Hansen’s goal in 2016 has been about ‘refreshing’ the team with an eye on becoming the first side to win three successive World Cups when Japan hosts the tournament in 2019, consistently improving the team’s standard of play along the way.
The inclusion of uncapped midfield back Anton Lienert-Brown for the clash at Wellington Regional Stadium (kickoff 0735 GMT) is the latest selection gamble Hansen has made on young players.
The 21-year-old, who will be the seventh debutant this season, had been on the selectors’ radar since he was a student at Christchurch Boy’s High, Hansen said, though his elevation came “probably a little earlier than expected”.
”All of us knew who he was ... and that’s why he’s here,“ Hansen told reporters on Thursday. ”He’s good enough to be here and now he gets an opportunity.
“We’re very confident that he’ll go out and do the job.”
Hansen’s planning was not only evident with Lienert-Brown’s selection, but also his decision to return Ben Smith to fullback and move Israel Dagg to the right wing for the clash that doubles as a Bledisloe Cup game.
Hansen said one reason was tactical -- he expected the Wallabies to kick for territory more often, which would allow Smith to have more impact on the game.
The other was simply to test out the combination.
“Both of them are world-class fullbacks and Ben is a world class winger,” Hansen said.
“We think that we need to find out if Izzy (Dagg) can start a test there and do a job for us because further down the track it opens up more selection options.”
The biggest challenge for the World Cup winners may be simply to meet Hansen’s expectations of continually raising the standard of play.

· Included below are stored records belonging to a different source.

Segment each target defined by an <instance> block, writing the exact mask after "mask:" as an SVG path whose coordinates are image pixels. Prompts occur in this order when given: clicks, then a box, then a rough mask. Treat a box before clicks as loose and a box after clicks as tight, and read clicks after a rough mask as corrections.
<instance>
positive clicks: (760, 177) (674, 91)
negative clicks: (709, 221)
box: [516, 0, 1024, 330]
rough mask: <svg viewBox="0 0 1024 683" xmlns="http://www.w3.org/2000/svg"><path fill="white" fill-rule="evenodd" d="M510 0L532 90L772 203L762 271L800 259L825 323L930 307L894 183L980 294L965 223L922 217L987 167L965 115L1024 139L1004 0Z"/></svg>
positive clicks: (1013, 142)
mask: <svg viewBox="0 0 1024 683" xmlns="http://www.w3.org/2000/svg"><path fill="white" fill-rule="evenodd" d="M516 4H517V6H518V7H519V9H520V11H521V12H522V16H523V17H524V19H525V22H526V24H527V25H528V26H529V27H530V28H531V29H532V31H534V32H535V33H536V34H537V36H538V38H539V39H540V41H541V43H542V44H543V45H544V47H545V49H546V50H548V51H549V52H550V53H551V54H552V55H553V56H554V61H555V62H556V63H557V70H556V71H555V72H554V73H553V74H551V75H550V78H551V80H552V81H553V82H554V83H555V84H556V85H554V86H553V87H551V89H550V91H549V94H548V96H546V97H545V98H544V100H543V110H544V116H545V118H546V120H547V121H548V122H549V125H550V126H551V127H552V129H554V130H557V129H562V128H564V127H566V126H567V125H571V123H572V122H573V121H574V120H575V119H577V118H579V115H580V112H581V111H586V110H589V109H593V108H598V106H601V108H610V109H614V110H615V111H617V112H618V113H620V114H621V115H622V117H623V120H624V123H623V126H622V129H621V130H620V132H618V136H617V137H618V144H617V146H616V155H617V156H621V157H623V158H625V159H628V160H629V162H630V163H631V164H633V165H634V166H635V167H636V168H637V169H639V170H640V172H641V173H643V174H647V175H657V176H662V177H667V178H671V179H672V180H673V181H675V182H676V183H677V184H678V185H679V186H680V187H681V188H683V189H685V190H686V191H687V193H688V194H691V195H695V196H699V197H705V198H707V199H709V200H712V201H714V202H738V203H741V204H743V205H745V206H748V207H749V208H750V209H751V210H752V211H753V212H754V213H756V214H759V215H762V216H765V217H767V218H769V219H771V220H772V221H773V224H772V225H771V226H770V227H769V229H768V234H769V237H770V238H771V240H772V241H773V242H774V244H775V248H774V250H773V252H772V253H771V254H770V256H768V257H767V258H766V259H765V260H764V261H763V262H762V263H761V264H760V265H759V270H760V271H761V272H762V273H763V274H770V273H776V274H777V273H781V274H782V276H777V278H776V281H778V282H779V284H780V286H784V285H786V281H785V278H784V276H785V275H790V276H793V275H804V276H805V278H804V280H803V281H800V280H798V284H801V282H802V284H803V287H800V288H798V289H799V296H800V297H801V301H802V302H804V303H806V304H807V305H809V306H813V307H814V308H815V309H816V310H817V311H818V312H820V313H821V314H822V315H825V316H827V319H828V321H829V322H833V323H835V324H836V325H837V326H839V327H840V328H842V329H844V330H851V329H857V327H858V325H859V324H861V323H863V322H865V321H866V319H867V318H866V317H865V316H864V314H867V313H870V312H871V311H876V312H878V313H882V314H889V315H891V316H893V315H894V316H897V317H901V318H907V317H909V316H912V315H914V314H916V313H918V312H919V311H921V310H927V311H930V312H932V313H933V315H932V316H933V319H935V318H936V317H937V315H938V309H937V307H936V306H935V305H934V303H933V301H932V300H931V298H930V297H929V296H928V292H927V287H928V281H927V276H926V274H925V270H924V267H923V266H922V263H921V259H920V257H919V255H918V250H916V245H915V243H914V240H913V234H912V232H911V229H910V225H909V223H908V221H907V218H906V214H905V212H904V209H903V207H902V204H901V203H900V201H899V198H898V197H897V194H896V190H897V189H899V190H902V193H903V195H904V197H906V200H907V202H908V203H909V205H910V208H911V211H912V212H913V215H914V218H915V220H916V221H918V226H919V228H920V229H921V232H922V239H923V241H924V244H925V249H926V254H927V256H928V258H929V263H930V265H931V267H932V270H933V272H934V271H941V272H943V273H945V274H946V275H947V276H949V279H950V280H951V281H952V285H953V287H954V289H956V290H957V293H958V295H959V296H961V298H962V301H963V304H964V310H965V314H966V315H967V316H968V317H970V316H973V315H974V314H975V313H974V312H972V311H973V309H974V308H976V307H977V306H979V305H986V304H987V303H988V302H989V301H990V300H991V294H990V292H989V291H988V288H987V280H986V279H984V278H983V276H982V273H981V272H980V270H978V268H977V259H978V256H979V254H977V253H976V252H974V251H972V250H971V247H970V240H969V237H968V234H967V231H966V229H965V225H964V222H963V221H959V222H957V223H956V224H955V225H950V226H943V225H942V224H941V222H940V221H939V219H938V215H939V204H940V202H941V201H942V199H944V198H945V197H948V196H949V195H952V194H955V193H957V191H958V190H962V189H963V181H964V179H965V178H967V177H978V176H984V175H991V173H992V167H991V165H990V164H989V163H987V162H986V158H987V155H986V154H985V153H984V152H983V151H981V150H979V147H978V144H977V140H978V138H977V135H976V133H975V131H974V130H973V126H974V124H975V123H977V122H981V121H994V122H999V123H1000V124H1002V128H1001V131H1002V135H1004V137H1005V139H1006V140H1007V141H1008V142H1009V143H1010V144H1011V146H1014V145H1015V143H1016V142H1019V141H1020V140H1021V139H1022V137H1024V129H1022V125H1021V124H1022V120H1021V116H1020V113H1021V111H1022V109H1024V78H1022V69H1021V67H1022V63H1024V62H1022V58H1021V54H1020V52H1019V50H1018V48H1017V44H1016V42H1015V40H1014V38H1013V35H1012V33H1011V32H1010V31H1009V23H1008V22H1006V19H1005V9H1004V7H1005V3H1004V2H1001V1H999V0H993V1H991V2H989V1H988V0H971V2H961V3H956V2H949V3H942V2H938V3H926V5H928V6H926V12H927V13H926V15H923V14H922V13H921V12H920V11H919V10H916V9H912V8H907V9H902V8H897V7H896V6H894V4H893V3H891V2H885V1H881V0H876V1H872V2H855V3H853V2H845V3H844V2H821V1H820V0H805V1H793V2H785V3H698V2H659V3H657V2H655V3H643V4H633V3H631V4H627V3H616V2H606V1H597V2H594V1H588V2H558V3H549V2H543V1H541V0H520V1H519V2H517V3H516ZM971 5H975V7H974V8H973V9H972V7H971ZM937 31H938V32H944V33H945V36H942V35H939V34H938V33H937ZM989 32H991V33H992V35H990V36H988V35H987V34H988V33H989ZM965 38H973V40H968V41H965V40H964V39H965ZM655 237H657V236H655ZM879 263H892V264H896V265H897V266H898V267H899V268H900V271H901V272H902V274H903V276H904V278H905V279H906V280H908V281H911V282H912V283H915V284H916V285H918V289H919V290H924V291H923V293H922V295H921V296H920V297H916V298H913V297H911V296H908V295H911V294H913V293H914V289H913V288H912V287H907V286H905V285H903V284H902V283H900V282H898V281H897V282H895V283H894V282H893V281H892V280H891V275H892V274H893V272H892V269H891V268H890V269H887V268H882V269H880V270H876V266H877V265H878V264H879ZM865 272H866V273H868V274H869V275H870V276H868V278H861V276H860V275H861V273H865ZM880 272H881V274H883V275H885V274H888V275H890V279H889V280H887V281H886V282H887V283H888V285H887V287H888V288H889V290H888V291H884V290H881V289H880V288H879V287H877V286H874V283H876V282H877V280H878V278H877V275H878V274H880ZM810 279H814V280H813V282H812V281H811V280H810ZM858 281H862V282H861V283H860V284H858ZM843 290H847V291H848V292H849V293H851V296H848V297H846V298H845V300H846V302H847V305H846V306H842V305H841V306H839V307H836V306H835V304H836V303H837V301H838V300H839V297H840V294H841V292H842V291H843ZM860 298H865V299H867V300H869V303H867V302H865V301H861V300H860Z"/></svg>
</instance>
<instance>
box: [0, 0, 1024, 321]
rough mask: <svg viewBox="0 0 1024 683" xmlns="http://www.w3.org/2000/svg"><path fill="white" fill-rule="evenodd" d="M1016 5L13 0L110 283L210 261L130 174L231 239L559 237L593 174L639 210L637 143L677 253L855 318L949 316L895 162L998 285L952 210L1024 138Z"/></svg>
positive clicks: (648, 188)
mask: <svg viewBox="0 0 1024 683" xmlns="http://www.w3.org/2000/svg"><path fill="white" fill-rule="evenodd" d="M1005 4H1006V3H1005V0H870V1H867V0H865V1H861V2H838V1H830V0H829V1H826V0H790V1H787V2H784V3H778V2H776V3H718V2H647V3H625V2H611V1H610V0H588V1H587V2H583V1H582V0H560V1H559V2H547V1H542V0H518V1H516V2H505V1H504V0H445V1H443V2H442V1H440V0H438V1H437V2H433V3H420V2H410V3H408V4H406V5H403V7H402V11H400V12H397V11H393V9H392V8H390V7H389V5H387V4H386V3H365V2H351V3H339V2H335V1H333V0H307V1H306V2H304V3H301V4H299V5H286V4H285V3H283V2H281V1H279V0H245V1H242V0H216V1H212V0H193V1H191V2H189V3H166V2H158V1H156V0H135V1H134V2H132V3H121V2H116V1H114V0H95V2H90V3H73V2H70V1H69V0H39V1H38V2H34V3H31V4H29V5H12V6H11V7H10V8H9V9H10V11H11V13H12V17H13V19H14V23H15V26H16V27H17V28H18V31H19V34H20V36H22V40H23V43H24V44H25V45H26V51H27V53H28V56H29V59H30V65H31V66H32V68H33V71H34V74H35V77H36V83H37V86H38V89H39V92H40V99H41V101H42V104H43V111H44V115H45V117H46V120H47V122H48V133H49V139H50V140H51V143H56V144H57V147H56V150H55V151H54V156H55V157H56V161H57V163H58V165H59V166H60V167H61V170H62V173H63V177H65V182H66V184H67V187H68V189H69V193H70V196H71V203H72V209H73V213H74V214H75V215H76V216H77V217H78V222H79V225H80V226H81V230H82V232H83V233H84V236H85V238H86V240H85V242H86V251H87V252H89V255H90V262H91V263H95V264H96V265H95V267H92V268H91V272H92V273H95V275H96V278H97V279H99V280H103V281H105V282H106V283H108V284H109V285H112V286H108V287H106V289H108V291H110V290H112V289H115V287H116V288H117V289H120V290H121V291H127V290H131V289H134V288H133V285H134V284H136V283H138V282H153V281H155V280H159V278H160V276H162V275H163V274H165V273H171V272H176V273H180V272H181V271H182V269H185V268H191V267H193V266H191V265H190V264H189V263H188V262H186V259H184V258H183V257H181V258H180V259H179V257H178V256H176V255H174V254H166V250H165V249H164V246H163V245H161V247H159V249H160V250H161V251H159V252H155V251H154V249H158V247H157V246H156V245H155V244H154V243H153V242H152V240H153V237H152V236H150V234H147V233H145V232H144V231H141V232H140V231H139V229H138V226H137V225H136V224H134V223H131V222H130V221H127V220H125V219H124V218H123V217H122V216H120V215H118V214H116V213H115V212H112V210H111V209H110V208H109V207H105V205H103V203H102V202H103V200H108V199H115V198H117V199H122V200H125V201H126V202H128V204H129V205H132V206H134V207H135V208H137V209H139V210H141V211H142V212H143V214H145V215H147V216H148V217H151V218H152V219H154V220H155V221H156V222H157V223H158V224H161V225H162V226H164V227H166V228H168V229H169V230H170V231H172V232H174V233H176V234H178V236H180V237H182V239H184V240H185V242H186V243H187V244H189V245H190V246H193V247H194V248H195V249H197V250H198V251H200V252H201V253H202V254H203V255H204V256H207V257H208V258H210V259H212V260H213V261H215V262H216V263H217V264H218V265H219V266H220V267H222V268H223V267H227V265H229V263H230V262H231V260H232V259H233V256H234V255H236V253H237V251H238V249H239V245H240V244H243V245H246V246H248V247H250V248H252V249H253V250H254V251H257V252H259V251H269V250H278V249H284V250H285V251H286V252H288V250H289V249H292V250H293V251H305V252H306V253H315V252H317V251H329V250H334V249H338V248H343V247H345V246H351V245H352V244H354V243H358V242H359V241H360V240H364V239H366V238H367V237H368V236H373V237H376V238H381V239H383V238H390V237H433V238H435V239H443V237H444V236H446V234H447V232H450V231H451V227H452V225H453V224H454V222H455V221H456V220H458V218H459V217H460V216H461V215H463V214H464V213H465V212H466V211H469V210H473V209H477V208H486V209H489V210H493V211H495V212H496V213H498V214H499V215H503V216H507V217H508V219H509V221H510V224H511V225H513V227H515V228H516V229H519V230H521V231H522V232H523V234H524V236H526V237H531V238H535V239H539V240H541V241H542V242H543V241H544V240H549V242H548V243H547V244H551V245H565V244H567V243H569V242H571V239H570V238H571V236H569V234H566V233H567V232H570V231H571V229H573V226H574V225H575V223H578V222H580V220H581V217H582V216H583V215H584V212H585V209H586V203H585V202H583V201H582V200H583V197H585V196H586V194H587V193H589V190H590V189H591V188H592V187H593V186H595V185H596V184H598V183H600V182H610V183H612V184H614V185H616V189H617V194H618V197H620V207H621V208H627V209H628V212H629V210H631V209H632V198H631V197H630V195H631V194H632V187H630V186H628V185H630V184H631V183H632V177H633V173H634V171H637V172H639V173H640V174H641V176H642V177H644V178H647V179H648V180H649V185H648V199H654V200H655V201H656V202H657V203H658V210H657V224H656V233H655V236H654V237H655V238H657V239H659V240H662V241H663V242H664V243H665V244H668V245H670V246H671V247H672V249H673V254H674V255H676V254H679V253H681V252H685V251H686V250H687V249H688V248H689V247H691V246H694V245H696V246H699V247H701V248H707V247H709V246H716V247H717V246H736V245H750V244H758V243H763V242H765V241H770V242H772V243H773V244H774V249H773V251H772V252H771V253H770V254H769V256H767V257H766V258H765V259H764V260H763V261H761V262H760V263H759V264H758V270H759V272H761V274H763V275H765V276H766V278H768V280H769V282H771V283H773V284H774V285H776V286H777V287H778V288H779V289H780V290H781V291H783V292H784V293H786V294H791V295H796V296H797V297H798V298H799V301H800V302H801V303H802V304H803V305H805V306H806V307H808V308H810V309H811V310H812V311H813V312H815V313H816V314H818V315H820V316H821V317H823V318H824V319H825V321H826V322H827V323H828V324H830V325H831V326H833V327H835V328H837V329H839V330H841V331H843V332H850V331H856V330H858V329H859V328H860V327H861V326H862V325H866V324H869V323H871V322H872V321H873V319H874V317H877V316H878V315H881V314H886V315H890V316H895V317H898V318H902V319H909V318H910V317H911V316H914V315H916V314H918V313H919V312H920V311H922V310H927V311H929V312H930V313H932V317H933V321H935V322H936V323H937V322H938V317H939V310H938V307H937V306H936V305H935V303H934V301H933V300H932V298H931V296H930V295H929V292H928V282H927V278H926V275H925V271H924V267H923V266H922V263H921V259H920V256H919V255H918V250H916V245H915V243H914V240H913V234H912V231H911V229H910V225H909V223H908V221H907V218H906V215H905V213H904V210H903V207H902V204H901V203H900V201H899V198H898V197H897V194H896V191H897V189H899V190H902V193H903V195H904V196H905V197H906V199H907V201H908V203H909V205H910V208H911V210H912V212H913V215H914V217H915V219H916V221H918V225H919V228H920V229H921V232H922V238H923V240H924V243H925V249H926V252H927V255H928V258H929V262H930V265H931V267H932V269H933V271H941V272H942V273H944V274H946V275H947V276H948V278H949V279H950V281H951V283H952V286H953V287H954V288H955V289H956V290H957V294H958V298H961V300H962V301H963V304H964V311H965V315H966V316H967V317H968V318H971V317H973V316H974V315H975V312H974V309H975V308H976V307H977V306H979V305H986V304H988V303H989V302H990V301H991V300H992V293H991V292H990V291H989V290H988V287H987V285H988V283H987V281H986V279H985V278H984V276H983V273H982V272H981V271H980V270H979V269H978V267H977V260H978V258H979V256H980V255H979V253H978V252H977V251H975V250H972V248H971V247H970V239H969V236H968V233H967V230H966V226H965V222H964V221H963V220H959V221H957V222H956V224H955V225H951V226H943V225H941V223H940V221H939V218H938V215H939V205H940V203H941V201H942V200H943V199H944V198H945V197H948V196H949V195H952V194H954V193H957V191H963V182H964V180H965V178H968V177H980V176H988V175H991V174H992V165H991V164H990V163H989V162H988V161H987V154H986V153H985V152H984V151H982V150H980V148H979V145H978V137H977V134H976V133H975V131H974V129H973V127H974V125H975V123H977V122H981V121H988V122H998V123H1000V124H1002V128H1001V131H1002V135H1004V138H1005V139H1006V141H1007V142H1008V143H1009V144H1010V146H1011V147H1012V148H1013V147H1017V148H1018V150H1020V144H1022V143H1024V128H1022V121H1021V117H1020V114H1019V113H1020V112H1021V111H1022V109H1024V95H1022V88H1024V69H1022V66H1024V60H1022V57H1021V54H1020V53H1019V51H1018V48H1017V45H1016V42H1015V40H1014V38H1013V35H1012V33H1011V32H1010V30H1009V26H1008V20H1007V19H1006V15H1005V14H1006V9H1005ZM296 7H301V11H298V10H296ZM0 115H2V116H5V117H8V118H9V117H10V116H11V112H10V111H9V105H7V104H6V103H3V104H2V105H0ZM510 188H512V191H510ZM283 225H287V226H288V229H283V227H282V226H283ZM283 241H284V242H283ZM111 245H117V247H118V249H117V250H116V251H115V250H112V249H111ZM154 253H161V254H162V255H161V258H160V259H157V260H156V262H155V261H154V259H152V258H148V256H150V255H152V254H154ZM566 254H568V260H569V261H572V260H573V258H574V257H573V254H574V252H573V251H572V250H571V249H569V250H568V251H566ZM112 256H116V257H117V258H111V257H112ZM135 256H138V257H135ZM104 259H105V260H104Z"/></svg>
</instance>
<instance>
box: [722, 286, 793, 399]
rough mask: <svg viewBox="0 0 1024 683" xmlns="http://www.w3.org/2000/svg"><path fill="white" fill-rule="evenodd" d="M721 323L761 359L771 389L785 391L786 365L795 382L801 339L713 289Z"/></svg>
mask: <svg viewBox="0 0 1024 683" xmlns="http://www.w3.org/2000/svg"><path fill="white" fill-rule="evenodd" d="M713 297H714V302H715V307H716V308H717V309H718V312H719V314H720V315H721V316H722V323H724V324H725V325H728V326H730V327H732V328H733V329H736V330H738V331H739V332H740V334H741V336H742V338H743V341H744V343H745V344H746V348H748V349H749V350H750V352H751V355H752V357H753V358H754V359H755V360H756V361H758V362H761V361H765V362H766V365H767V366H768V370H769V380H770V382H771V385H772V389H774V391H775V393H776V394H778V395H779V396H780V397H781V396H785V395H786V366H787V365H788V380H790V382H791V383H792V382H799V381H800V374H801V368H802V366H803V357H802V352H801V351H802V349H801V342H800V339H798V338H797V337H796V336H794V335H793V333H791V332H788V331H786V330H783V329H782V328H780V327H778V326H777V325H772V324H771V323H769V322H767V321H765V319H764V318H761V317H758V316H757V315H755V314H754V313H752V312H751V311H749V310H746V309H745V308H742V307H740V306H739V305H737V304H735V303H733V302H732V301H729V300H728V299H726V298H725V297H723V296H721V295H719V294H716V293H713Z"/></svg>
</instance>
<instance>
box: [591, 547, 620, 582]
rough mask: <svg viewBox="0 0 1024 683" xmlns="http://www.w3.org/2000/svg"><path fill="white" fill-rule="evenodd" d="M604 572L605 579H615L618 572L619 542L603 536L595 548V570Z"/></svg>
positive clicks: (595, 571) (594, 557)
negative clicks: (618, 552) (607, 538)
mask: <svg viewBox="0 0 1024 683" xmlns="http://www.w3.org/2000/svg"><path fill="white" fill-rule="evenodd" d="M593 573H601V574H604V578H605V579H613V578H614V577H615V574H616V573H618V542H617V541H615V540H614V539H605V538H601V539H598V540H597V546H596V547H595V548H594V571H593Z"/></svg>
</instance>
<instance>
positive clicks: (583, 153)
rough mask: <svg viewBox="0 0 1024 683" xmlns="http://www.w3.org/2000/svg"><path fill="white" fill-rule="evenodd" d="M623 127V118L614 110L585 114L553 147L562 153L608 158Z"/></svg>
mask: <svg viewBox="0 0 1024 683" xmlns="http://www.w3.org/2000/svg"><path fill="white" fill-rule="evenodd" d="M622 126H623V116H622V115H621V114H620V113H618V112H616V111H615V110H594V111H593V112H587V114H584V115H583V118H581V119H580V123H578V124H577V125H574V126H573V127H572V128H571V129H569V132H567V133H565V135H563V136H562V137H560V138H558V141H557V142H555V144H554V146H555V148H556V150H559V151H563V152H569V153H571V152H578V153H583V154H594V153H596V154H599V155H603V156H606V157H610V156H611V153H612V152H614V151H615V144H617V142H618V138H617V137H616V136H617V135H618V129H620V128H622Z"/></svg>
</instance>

Even Hansen would struggle to find much to grumble about from last week’s 42-8 victory over the Wallabies.
Michael Cheika’s men have been pilloried by their own fans, media and former players since that “Bledi awful” defeat, with the side labeled as the worst Wallabies team in a decade.
Cheika, who has said the defeat was the hardest he has had to endure as coach, has been hampered by a raft of injuries to his inside backs and a lack of depth in other areas.
That lack of depth has forced him to stick with largely the same side as last week, while injuries have necessitated a recall for flyhalf Quade Cooper with Bernard Foley shunted to inside center.
The mercurial Cooper, who once could turn a game on its head with his vision and passing, has not been able to rediscover that same spark since suffering a knee injury at the 2011 World Cup, and the New Zealand-born flyhalf has always struggled against the All Blacks.
Despite the mounting problems for the Wallabies, who are now on a five-match losing streak, Hansen was taking nothing for granted and has made sure there is no complacency within the All Blacks ranks.
”They will be desperate to come out and redeem themselves from last week,“ Hansen said. ”It would be foolish to think they’re not going to turn up and play really well.
“If we wait and sit back, then Australia will smack us.”